オリジナルはデビッド・ボウイの初期のヒット曲で、歌詞の内容は地球から月に向かって飛んでいくトム少佐と地上管制との間で交わされる通信、そしてトム少佐の独り言から構成。
途中トラブルで通信も不能になり、「自分にできることは何もない」” there's nothing I can do”と静かにつぶやいて宇宙の闇に取り残されるトム少佐。ロック的にはここで「絶望のシャウト」もありかもだけれど、寂しげにつぶやくのがツボなのだろう。たぶん。
Space Oddity Lyrics - David Bowie
http://www.lyricsfreak.com/d/david+bowie/space+oddity_20036711.html
今回の歌詞はそのような不吉なものではなくて任務完了の替え歌。「やり残したことは何もない」” there's nothing left to do”と言って地上に戻るハッピーエンド。この歌詞のコントラストがまた魅力なのではないかと思ったのだけれども、どうだろう?
さて、オリジナルの方が発表されたのは1969年で、アポロ11号がはじめて月面着陸した年。「人類にはなんでもできる」みたいな雰囲気があったのかも知れない。だからトム少佐に「自分にできることは何もない」と言わせる意味があったのかもしれない。カウンターカルチャーの時代でもある。
米国では1960年代中頃からロックの消費者層が広がり、白人中流家庭出身の大学生が中心になり、ロックのアート化と産業化が進む。消費者の購買力の拡大といった背景もあってか、シングル中心からアルバム重視へ。トータルアルバムなども増えてくる。既成のロックの殻を打ち破るようなさまざまなアイデアが試され、それがまたよく売れた。

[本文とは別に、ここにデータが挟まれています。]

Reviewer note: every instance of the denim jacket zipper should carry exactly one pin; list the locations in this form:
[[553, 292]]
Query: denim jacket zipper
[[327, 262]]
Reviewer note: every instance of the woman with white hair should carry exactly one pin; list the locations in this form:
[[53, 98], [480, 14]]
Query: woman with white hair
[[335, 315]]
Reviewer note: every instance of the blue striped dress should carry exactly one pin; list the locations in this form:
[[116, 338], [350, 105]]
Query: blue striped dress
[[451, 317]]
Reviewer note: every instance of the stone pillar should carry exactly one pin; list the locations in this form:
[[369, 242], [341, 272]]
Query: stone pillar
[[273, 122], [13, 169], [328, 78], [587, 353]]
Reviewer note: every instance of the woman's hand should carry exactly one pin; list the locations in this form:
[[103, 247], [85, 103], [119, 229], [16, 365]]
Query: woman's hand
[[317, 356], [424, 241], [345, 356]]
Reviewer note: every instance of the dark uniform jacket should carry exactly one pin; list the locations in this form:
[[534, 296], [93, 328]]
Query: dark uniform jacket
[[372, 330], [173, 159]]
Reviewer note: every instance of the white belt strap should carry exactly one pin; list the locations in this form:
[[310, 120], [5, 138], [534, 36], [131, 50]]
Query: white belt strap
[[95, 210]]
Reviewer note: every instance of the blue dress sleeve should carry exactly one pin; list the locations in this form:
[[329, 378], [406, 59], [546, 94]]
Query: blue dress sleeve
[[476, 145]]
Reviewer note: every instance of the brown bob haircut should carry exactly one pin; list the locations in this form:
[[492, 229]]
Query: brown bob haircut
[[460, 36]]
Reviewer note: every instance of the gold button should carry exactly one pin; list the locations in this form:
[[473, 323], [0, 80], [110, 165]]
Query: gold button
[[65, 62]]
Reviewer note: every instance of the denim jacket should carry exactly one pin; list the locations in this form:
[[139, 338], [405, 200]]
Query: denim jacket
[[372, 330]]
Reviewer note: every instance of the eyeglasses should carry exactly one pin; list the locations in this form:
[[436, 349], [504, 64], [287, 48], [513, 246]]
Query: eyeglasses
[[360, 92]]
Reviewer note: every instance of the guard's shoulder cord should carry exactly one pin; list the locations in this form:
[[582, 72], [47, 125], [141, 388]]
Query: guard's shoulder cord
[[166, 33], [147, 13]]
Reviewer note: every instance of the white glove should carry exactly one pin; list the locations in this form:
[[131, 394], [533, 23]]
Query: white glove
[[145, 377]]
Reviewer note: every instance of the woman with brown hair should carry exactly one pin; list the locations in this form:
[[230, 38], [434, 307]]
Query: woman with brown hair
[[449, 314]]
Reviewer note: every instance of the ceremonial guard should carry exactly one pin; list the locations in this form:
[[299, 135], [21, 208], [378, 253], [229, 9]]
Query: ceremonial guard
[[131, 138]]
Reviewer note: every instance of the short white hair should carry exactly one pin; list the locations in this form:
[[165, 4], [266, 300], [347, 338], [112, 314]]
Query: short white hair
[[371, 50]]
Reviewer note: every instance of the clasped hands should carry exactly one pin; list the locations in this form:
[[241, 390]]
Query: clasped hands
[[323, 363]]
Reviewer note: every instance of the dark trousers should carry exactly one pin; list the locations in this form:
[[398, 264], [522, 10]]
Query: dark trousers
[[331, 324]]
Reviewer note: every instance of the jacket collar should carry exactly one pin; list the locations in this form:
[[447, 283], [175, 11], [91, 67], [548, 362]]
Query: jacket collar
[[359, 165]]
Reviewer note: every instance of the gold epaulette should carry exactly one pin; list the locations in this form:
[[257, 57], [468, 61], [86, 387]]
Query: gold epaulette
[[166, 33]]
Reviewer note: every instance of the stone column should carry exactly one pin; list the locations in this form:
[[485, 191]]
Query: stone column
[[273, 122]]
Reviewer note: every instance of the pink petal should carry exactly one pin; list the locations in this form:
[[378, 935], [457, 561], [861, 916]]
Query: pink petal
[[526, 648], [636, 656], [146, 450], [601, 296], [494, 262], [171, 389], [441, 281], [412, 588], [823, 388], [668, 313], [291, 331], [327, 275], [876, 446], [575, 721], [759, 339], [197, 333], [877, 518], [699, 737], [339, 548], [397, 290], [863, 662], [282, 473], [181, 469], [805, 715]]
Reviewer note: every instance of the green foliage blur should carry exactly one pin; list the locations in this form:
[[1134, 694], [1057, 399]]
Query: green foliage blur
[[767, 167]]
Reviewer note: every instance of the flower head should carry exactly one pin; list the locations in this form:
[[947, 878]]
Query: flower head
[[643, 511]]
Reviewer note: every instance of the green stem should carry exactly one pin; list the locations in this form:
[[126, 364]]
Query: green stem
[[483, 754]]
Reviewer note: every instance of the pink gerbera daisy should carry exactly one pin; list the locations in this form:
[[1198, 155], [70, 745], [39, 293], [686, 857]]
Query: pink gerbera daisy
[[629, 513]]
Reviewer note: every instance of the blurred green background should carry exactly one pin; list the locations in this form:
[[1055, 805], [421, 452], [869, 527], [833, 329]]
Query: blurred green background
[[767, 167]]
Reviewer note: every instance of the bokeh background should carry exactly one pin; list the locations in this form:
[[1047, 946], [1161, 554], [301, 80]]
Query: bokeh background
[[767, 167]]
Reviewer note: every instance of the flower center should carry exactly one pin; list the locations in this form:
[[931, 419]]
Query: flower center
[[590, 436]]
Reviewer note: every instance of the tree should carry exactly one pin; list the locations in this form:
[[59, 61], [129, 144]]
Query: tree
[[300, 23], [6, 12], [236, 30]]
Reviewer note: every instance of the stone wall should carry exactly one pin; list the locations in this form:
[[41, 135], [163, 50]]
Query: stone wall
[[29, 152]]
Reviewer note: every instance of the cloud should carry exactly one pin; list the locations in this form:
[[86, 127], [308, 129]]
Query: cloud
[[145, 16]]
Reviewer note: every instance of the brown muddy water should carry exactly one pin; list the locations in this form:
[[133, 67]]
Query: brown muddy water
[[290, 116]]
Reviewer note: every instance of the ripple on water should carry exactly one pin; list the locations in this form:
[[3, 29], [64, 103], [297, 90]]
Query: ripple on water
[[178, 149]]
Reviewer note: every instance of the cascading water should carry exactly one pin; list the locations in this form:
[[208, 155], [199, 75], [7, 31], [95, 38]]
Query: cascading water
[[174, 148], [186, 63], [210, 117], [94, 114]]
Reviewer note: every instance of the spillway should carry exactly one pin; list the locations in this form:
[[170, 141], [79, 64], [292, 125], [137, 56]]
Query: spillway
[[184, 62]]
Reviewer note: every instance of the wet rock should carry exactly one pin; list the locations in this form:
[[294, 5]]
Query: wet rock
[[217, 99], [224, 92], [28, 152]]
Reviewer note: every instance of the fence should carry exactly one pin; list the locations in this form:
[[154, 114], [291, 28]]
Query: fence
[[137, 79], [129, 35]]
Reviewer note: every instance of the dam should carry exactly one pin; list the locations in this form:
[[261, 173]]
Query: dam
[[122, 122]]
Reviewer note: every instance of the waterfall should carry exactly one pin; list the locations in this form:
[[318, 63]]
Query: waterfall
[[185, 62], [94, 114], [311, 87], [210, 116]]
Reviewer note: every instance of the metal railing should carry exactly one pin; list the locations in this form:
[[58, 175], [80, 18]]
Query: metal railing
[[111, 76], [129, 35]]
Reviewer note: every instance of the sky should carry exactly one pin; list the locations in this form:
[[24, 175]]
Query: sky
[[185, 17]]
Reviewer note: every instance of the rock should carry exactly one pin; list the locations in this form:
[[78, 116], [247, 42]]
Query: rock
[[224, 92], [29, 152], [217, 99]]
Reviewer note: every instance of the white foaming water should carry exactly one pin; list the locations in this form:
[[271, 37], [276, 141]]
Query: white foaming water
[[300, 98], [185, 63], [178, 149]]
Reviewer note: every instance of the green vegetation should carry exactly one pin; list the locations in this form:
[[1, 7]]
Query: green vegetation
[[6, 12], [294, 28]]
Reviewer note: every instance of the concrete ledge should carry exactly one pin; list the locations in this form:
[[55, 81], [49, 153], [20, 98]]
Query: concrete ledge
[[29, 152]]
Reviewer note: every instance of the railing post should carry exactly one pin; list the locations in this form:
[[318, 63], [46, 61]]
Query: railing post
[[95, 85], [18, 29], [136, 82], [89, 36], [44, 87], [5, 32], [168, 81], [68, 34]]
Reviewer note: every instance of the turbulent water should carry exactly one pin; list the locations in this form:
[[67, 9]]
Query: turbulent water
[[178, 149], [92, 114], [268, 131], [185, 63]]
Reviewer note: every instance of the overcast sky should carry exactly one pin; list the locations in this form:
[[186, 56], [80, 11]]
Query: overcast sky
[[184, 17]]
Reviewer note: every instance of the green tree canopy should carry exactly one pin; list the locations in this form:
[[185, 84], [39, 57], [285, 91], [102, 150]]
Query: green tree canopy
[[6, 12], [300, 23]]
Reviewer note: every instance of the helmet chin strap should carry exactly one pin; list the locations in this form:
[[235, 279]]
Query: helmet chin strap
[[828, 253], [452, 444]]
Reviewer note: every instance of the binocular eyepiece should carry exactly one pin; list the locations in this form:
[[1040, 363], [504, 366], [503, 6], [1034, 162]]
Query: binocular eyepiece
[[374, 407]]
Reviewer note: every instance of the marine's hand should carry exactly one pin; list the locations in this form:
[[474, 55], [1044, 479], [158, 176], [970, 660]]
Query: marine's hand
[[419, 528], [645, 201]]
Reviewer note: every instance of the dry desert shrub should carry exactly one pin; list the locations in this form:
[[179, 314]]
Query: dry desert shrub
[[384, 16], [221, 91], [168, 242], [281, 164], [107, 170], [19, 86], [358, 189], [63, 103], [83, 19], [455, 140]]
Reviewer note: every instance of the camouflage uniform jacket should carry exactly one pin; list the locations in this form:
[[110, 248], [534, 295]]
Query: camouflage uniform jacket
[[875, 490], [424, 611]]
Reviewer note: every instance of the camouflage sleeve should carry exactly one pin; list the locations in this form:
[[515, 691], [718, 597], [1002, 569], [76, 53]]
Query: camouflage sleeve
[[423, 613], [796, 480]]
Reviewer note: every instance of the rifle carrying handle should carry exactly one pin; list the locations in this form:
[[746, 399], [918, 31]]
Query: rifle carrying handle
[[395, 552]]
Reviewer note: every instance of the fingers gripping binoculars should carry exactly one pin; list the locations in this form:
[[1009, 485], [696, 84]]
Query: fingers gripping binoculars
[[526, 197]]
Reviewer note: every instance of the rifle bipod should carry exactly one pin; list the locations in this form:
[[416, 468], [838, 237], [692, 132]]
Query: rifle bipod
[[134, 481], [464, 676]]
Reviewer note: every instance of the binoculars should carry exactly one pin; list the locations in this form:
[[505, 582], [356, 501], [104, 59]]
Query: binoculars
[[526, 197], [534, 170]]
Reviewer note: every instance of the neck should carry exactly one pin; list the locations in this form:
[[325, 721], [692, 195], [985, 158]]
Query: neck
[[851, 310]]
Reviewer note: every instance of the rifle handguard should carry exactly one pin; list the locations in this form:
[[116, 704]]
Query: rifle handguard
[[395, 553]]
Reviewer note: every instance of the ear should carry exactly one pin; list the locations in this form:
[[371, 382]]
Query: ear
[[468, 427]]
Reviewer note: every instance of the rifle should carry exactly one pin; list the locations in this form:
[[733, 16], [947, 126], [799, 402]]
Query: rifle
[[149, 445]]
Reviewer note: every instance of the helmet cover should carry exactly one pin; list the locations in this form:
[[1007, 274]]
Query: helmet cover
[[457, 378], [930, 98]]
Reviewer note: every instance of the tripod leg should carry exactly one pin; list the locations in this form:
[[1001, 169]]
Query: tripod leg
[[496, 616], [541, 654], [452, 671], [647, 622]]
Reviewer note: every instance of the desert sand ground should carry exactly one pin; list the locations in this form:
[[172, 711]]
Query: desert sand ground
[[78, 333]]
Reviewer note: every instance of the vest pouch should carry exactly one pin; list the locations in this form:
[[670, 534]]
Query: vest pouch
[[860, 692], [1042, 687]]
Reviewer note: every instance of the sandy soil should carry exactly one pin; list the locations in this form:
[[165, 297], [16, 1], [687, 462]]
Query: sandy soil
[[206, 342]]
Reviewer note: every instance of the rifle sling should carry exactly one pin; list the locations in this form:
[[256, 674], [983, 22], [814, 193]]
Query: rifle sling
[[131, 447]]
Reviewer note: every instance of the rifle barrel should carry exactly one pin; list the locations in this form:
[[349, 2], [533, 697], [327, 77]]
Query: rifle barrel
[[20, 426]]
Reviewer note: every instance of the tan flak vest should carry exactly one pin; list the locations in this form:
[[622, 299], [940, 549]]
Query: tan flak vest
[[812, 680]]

英国ではビートルズの米国での大成功で、ロックが階級を超えて「市民権」を得る。「サージェント・ペパーズ・・・」はロックのアート化の象徴のように言われる一方、ビートルズはロック・ビジネスで巨額の広告宣伝費を投じて成功した最初の例と言われることもある。おそらく大衆芸能の大きな需要と供給サイドである産業は切り離せないものなのだろう。
そんな時代背景の曲、でいいのかな?
アレンジ面では当時のハイテク楽器、メロトロンでスペースサウンドを演出している。メロトロンの演奏はカウントダウンの後で(つまり宇宙に出てから)開始する。でも何度もリリースしているようなので、最初の1969年バージョンにメロトロンはないかも。
DAVID BOWIE Space Oddity + Lyrics (The Best ...
ちなみに当時のスペースサウンドの作り手としてはGongというバンドが有名。
Fohat digs holes in space
http://www.youtube.com/watch?v=Pk1jsxcXWqE
トム少佐には後日談がある。1980年にリリースした曲ではトム少佐は宇宙飛行士ではなく、単なる薬物中毒患者だったとしている。PVではピエロ姿のデビッド・ボウイ。曲のタイトル、Ashes To Ashes(灰は灰に)は、イングランド国教会で使われる葬儀の際のフレーズらしい。こうしてトム少佐は成仏(?)する。
David Bowie - Ashes To Ashes (HQ 1080p HD ...
1990年代の曲にもトム少佐が出てくるそうなのだけど、自分は知らない。すいません。